Ecovia Intelligence
- Formerly: Organic Monitor
- Company type: Private
- Industry: Market research
- Founded: 2001; 25 years ago
- Headquarters: London, United Kingdom
- Key people: Amarjit Sahota (director)
- Website: ecoviaint.com

= Ecovia Intelligence =

British consulting company

Ecovia Intelligence (formerly Organic Monitor) is a specialist research, consulting & training company that focuses on the global organic & related product industries. Ecovia Intelligence was founded in 2001 with headquarters in London, the organization has researchers and representatives in various international locations.

==History==
Ecovia Intelligence was founded as Organic Monitor by Amarjit Sahota in 2001. In subsequent years, the company's business services and industry sectors broadened. Its specialist industries now span natural ingredients, dairy alternatives & free-from foods, natural cosmetics, fair trade products, ethical textiles, sustainable packaging, green cleaning products, etc.

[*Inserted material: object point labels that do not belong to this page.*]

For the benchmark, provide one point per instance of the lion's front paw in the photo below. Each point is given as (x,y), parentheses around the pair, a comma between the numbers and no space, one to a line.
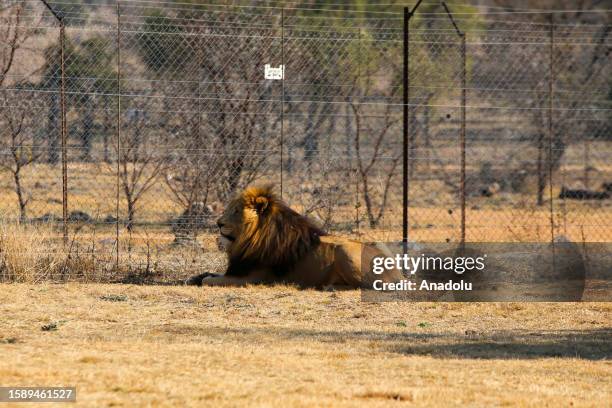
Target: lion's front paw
(197,279)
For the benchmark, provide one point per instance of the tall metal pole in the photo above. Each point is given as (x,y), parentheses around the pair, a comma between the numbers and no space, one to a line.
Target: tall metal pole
(461,35)
(406,122)
(282,96)
(63,132)
(406,82)
(463,120)
(118,129)
(550,134)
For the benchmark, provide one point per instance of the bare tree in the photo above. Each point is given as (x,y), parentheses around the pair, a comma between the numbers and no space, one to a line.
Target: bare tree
(17,140)
(16,112)
(141,158)
(372,159)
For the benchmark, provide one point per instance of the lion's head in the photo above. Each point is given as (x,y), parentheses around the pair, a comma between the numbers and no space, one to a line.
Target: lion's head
(258,228)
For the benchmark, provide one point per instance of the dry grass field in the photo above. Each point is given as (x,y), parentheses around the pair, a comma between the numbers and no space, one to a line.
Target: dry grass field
(125,345)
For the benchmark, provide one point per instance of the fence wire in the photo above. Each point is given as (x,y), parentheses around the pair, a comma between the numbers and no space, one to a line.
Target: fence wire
(168,114)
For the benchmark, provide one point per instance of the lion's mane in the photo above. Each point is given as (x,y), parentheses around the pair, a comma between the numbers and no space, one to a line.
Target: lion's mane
(277,238)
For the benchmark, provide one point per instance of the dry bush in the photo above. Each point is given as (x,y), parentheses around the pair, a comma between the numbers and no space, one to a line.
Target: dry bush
(28,254)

Ecovia Intelligence launched a series of sustainability summits in 2009. It now hosts the Sustainable Cosmetics Summit, Sustainable Foods Summit and Sustainable Cleaning Products Summit in the major geographic regions of the world.

In 2013, Ecovia Intelligence launched the Sustainable Beauty Awards, giving recognition to cosmetic and related firms who are pushing the boundaries of sustainability in the beauty industry.

In Spring 2017, Organic Monitor re-branded to Ecovia Intelligence.